The attacks themselves, and the people that initially craft them, have become much more sophisticated over the years.  As always, there is an “arms race” between the attackers and the security folks responsible for protecting the target systems.  But the people who actually launch the attacks don’t have to be all that sophisticated.  Now, according to an article in Technology Review, the necessary software to mount a very sophisticated attack has been packaged as a product available over the Internet.

In 2005, a Russian hacker group known as UpLevel developed Zeus, a point-and-click program for creating and controlling a network of compromised computer systems, also known as a botnet. Five years of development later, the latest version of this software, which can be downloaded for free and requires very little technical skill to operate, is one of the most popular botnet platforms for spammers, fraudsters, and people who deal in stolen personal information.

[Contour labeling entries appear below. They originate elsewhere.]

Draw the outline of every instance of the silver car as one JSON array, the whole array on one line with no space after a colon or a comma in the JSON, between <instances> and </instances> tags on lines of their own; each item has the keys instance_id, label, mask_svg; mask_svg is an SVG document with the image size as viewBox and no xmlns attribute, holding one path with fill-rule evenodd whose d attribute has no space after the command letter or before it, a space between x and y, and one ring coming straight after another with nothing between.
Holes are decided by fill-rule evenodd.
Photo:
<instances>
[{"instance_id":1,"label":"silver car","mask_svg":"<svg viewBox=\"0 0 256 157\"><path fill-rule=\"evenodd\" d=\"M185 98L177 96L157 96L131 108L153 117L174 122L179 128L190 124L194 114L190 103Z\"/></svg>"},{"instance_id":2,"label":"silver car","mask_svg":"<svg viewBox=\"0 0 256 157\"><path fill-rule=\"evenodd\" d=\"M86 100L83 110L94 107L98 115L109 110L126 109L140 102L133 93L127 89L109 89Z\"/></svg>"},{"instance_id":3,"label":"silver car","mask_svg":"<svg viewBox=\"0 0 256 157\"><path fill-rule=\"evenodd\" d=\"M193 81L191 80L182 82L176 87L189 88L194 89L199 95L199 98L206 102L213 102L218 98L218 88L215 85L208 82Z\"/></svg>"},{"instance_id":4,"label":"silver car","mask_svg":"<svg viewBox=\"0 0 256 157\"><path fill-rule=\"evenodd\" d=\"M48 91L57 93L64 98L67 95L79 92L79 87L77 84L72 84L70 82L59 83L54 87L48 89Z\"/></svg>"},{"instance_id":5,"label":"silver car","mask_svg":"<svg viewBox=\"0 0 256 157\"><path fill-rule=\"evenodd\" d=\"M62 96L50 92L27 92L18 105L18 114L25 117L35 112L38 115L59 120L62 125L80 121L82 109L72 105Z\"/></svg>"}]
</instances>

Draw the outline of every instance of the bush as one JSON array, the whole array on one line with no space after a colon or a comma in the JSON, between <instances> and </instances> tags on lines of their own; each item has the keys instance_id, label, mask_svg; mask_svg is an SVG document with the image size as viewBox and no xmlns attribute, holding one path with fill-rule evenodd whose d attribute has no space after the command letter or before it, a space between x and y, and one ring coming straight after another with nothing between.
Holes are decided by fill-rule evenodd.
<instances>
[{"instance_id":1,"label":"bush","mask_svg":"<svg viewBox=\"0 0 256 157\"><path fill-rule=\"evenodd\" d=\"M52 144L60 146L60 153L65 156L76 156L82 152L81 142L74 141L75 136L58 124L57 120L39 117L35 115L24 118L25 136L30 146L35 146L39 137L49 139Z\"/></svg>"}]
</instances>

The developers of this malicious software are becoming just as good at packaging and marketing it as the legitimate software vendors.  The Zeus platform now supports “plug-ins” and “extensions”, just like, say, Firefox.  Some of these add-ons are “exploit packs”, which contain code to exploit vulnerabilities in particular operating systems or applications.   There is, apparently, a wide variety of add-ons available:

Some add-ons focus on phishing attacks–delivering the images and Web pages needed to create fraudulent banking sites, for example. Other add-ons give bot operators the tools to create spam campaigns.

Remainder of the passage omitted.